The broad strokes of the story are the same: Andy (Gabriel Bateman) is given a new toy, an advanced doll called a Buddi, by his mother (Aubrey Plaza). The doll turns out to be evil, and begins acting out increasingly violently against the people in Andy’s life. Where this new take departs is in the details that motivate how and why the doll - Chucky (voiced by Mark Hamill) - acts out. In the original series the doll is merely a vessel, possessed by the spirit of serial killer Charles Lee Ray (Brad Dourif), here we have tech paranoia in place of voodoo, as the doll is simply a learning machine with its inhibitions removed by a disgruntled employee.
Some of the changes make sense and work well, while others feel as though they don’t fit with the overarching story. The tech paranoia idea is a sensible way to go when looking for a new angle on the themes of Child’s Play. It brings the threat into our world in a way that voodoo possession simply can’t, representing a slightly skewed reality in the same way as the takes Black Mirror sometimes has on technology. It strains credulity a little as Chucky becomes more and more autonomous, but has some interesting ideas around unintended consequences when it comes to how machines learn without the same reasoning skills people have. There is, of course, one vast logic gap given that this Chucky is purely technological: power. Does the doll not need to be charged, does he not have an off switch that would put a pretty simple stop to his murders? The film doesn’t even attempt to paper over this crack, and it niggled at me all the way through. It’s also easy to see the logic in making Andy older (13, as opposed to 6 in the original) and having him be the central figure, as it means he can take more of the initiative when it comes to fighting Chucky. On the other hand, it’s tough to imagine a 13 year old boy becoming so attached to a doll and while Gabriel Bateman gives a decent performance, I never entirely bought into that aspect of the character, especially after he connects with a couple of other kids in the building (Ty Consiglio and Beatrice Kitsos).
Chucky himself hasn’t changed a great deal, the look remains broadly similar and the dedication to using practical effects wherever possible is welcome, especially as the limited motion helps lend a creepier edge to the doll, the way the mouth works, in particular, is off in just the right way to make it look horrifying. Unfortunately, Mark Hamill, great voice actor though he is, just doesn’t have that inimitable mix of menace and mischief Brad Dourif has brought to the character since 1988. It’s not bad work, but Hamill never makes the character entirely his own, if you’ve seen the other films the voice is likely to feel just as incongruous at the end of the film as it does the very first time you hear it. Again though, there are things that work. The Buddi song is a saccharine ditty that ends up feeling rather menacing and the neediness Hamill gives the doll (“if they don’t let us play, they all go away”) is an interesting psychotic inversion of the themes of the Toy Story series.
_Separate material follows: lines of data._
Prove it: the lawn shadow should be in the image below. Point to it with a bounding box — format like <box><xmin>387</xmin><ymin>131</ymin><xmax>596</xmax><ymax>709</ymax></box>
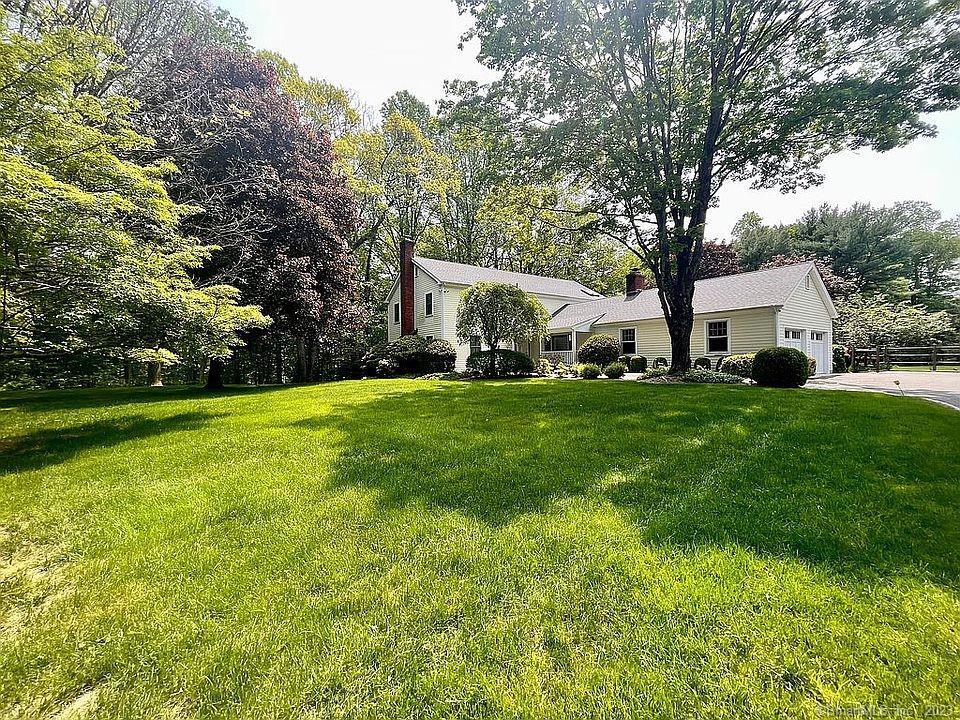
<box><xmin>0</xmin><ymin>385</ymin><xmax>292</xmax><ymax>412</ymax></box>
<box><xmin>0</xmin><ymin>412</ymin><xmax>221</xmax><ymax>476</ymax></box>
<box><xmin>294</xmin><ymin>381</ymin><xmax>960</xmax><ymax>584</ymax></box>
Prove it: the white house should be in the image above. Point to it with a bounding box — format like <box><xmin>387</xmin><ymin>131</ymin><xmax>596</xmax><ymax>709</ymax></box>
<box><xmin>387</xmin><ymin>243</ymin><xmax>837</xmax><ymax>373</ymax></box>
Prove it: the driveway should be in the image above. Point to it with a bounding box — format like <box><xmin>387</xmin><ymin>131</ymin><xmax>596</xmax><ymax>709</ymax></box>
<box><xmin>806</xmin><ymin>372</ymin><xmax>960</xmax><ymax>410</ymax></box>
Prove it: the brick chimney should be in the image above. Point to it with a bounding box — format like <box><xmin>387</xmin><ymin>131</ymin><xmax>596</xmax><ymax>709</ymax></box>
<box><xmin>400</xmin><ymin>240</ymin><xmax>416</xmax><ymax>335</ymax></box>
<box><xmin>627</xmin><ymin>268</ymin><xmax>647</xmax><ymax>295</ymax></box>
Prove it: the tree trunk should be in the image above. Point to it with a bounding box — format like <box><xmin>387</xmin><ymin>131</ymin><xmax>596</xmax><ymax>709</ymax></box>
<box><xmin>667</xmin><ymin>307</ymin><xmax>693</xmax><ymax>375</ymax></box>
<box><xmin>203</xmin><ymin>358</ymin><xmax>223</xmax><ymax>390</ymax></box>
<box><xmin>273</xmin><ymin>333</ymin><xmax>283</xmax><ymax>385</ymax></box>
<box><xmin>147</xmin><ymin>362</ymin><xmax>163</xmax><ymax>387</ymax></box>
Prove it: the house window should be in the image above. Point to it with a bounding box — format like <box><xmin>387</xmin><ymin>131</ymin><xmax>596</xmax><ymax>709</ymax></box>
<box><xmin>543</xmin><ymin>333</ymin><xmax>573</xmax><ymax>352</ymax></box>
<box><xmin>707</xmin><ymin>320</ymin><xmax>730</xmax><ymax>352</ymax></box>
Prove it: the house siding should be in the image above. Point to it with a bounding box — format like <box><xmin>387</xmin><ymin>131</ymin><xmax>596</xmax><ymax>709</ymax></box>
<box><xmin>780</xmin><ymin>278</ymin><xmax>833</xmax><ymax>332</ymax></box>
<box><xmin>593</xmin><ymin>308</ymin><xmax>776</xmax><ymax>364</ymax></box>
<box><xmin>776</xmin><ymin>271</ymin><xmax>833</xmax><ymax>372</ymax></box>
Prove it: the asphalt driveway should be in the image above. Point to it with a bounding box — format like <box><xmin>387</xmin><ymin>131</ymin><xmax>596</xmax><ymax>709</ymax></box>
<box><xmin>806</xmin><ymin>372</ymin><xmax>960</xmax><ymax>410</ymax></box>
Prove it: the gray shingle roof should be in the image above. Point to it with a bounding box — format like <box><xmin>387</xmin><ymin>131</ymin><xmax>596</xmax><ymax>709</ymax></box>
<box><xmin>550</xmin><ymin>262</ymin><xmax>814</xmax><ymax>329</ymax></box>
<box><xmin>413</xmin><ymin>256</ymin><xmax>601</xmax><ymax>300</ymax></box>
At just 88 minutes, Child’s Play is the right length for what is, at heart, a basic slasher movie. That running time means that some of the performances (David Lewis as Andy’s mum’s dickish boyfriend, Brian Tyree Henry as the friendly cop down the hall) end up a little underdeveloped, but that’s to be expected. Aubrey Plaza doesn’t entirely get to cut loose, but she brings enough personality to lend a little colour to what could have been a very boring mom role. As a slasher, the film delivers the red meat fans will want to see. The violence is brutal and bloody, in some cases - an ongoing gag with a severed head, which is one of the film’s best and nastiest - likely skirting very close to the line between 15 and 18. There’s nothing wildly new or inventive in the kills, but like everything else in the film they are executed with gusto and some measure of style by director Lars Klevberg (making his feature debut).
Child’s Play is the very definition of a mixed bag. It’s often good fun and gets in and out quickly enough, while laying just enough ideas under the gags and the gore to leave you some things to think about as you leave the cinema. On the other hand, some of those ideas hurt the film when you question them, because it’s clear the script hasn’t explored them in any great depth and, while it’s by no means a disgrace, nor the original any sort of classic, for a certain section of fans this film will simply never stack up to their memories of the original. Overall, it’s good enough for a night out with mates, but I’m not sure it will endure like Mancini’s series has.